An interesting question not asked enough

Matt Flynn relays an interesting question about federation. The question essentially boils down to this:

How do we audit federation-enabled access to business services?

What I find interesting is not the question or the answer, but how often the question is asked.  A few years ago I made the utterly wrong prediction that this would be a big issue by now. With all the attention being paid to compliance in the IdM space over the past few years, there are several explanations as to why this issue is hardly ever discussed:

1)      Few businesses are really using federation to enable access to important services to their business partners.

2)      Of those that are many are using a federation service provider such as Covisint. Covisint supplies auditing tools and services to address this need.

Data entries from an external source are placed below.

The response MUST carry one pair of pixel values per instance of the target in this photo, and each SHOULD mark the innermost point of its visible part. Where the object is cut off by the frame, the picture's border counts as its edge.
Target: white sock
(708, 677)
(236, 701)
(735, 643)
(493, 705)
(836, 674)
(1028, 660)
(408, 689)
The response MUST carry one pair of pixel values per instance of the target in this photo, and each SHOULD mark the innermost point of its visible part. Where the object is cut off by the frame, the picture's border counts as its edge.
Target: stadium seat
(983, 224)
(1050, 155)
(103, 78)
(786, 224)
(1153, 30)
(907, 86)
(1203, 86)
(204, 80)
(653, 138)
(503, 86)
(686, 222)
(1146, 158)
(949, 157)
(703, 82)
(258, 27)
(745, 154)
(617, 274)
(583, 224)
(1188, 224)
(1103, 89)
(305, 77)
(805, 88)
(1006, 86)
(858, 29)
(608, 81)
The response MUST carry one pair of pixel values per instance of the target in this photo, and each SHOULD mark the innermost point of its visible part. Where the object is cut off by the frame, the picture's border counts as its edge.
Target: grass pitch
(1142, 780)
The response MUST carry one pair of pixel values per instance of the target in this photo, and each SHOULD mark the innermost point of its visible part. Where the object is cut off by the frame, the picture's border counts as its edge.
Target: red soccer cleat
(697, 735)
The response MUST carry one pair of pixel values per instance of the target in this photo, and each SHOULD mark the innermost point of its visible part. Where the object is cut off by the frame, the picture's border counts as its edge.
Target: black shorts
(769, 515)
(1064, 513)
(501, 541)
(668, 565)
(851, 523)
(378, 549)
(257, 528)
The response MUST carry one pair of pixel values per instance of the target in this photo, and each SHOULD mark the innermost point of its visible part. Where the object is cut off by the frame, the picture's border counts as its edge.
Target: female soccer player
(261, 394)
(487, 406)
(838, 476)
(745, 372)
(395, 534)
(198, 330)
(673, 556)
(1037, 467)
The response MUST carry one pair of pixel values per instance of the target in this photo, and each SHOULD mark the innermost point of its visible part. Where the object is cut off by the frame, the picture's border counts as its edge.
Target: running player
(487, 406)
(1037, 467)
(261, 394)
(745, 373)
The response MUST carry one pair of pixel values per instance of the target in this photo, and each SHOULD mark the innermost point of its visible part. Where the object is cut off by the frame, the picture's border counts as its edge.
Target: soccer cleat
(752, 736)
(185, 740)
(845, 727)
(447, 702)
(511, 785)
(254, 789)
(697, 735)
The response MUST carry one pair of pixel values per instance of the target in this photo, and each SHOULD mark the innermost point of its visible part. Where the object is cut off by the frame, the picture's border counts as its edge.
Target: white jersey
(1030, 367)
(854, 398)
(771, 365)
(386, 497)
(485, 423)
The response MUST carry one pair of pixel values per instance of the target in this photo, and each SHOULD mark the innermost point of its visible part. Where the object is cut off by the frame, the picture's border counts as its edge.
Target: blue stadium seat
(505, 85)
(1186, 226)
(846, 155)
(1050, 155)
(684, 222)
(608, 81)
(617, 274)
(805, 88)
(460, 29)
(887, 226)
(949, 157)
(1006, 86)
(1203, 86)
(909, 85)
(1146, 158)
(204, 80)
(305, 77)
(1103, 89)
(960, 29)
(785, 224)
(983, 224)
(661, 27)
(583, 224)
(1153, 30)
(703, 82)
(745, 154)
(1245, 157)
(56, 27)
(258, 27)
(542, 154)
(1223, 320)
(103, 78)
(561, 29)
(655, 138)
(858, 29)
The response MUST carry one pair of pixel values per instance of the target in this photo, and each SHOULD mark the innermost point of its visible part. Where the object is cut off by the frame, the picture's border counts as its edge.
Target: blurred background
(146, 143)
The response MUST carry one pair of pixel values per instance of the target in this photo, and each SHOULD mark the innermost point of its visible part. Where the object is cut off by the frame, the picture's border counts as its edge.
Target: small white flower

3)      In some cases federation has been added after the fact to an existing partnership where access was granted via provisioned user IDs and passwords. In this case the service provider likely already has auditing capabilities that are still applicable after the conversion to federation. This was the case with several federation deployments I was involved with at OpenNetwork/BMC.

I had also predicted that this issue, along with the difficulty of establishing the legal agreements needed for federation would drive business partners to federation service providers like Covisint.

One response to “An interesting question not asked enough

  1. Hi Jeff, you seem to be emphasizing ‘audit of federated transactions’ (i.e. logs of SSO operations in support of audit ), whereas I get from the original query ‘audit of the security infrastructure’ (i.e. to ascertain the assurance levels a given IDP could meet etc)

    Of course, a federation provider like Covisint can facilitate both.